Il “Ferro di cavallo” 

Il cronista e la troupe si erano introdotti nel complesso di case Ater chiamato “Ferro di cavallo”, considerato uno delle roccaforti dei clan dello spaccio pescarese, quando sono stati accerchiati, invitati ad andarsene e poi aggrediti. «Eravamo nel fortino dei clan Spinelli e Ciarelli che controllano lo spaccio a Pescara – ha dichiarato Piervincenzi all’Ansa – attorno al quale si accampano tossicodipendenti da tutto l’Abruzzo per acquistare eroina e cocaina. Siamo andati lì a chiedere conto. Le vedette hanno segnalato il nostro arrivo: prima ci sono stati tirati contro oggetti, poi si sono mossi in gruppo e ci hanno aggrediti». «Per fortuna – dice il cronista – ho soltanto un occhio nero, per un pugno sull’arcata sopracciliare. E’ andata peggio a Sirio Timossi, finito al pronto soccorso a Roma per i pugni ricevuti alla schiena, e a David Chierchini che ha riportato una lesione alla gamba». Una parte dell’inchiesta sarà mostrata nella puntata di stasera, in prima serata su Rai2.

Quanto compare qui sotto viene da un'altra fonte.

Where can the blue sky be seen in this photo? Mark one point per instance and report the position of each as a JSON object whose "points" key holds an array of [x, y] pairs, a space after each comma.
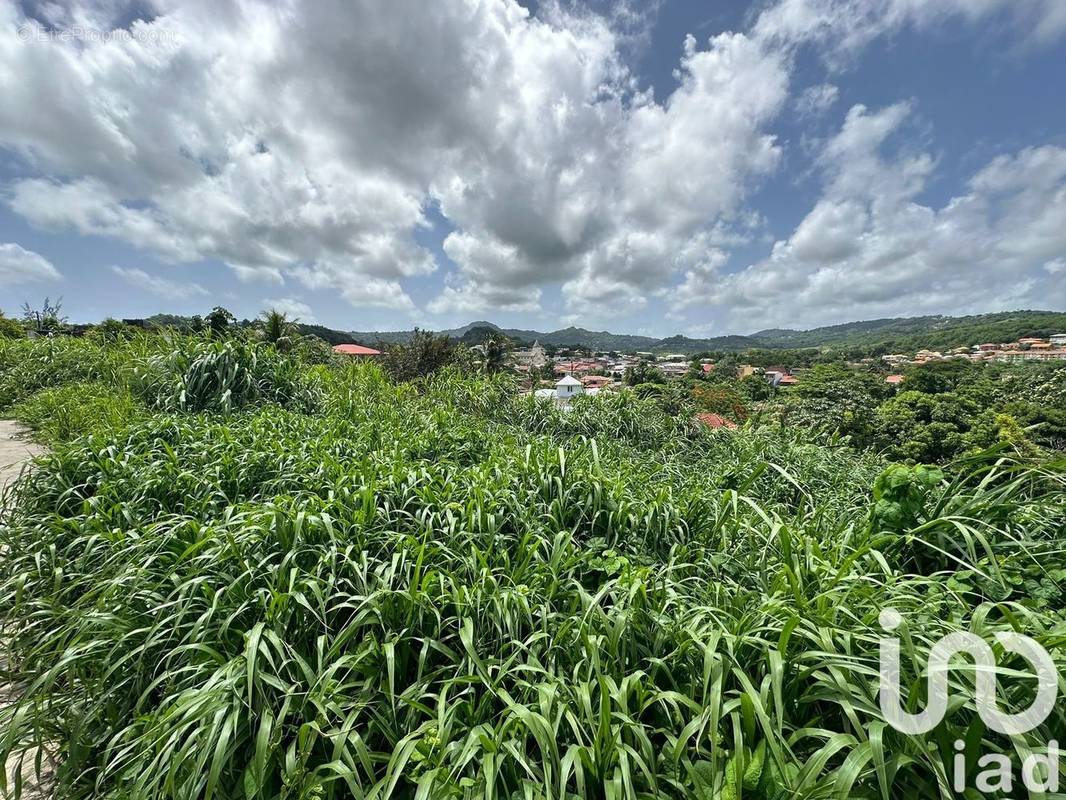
{"points": [[682, 168]]}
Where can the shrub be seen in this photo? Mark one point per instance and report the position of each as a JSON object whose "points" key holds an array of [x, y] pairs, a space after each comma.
{"points": [[223, 376]]}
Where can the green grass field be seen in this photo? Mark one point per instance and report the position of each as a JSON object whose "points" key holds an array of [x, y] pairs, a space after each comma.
{"points": [[240, 576]]}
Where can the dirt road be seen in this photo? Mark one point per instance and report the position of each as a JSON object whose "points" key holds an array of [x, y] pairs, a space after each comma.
{"points": [[15, 450]]}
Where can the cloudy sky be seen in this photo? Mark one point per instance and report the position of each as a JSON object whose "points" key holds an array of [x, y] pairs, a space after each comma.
{"points": [[691, 166]]}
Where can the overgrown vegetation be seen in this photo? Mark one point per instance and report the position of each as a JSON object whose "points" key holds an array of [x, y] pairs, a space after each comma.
{"points": [[239, 574]]}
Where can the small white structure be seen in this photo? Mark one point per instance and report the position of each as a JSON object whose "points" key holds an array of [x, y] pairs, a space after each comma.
{"points": [[567, 387]]}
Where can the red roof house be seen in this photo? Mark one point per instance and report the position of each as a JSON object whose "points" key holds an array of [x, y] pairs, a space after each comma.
{"points": [[355, 350]]}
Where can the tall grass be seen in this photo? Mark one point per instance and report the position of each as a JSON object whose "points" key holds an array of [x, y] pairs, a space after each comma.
{"points": [[436, 590]]}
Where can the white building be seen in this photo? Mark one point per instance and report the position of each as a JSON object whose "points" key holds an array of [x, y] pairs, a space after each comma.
{"points": [[535, 356], [568, 387]]}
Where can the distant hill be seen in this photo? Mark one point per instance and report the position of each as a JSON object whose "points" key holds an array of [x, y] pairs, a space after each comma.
{"points": [[910, 333], [905, 334]]}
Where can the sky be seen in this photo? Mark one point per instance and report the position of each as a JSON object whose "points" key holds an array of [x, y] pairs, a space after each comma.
{"points": [[682, 166]]}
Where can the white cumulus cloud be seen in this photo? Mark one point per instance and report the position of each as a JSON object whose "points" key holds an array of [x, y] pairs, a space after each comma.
{"points": [[159, 285], [18, 265]]}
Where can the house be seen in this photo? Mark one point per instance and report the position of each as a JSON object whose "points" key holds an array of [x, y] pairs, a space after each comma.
{"points": [[715, 420], [567, 387], [596, 381], [356, 350], [673, 369]]}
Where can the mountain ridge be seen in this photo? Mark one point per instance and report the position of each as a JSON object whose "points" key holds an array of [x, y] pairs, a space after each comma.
{"points": [[932, 331]]}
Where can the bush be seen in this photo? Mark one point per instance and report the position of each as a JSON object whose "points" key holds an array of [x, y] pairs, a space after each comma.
{"points": [[224, 376]]}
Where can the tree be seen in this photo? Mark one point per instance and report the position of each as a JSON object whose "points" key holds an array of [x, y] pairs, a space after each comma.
{"points": [[835, 399], [11, 329], [46, 320], [278, 330], [112, 330], [219, 321], [937, 377], [918, 427], [720, 398], [756, 388], [422, 354], [496, 353]]}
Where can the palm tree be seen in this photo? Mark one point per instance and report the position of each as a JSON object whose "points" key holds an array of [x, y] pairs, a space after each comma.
{"points": [[496, 352], [278, 329]]}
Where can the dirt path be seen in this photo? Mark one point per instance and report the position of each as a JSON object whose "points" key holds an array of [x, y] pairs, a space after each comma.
{"points": [[15, 450]]}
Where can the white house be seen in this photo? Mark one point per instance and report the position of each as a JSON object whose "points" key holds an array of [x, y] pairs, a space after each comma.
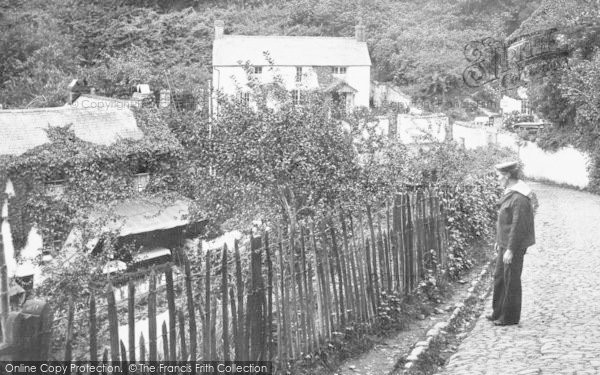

Il premier Conte ha espresso solidarietà alla troupe di Popolo Sovrano: «Questo governo non tollera zone di illegalità. Nessuno può sentirsi al di sopra della legge». Sostegno anche dai vertici Rai, dal sindaco di Pescara Marco Alessandrini e dal neo presidente della Regione Abruzzo Marco Marsilio che auspica «una dura reazione di tutte le istituzioni competenti per riportare la legalità in quel quartiere».

“Ingenuo”

«Sono talmente ingenuo – commenta Piervincenzi riferendosi anche alla precedente aggressione – da pensare che si riesca ancora a parlare con le persone. L’aspetto più doloroso di questa vicenda è che ci sono luoghi del nostro Paese dove non si possono fare domande».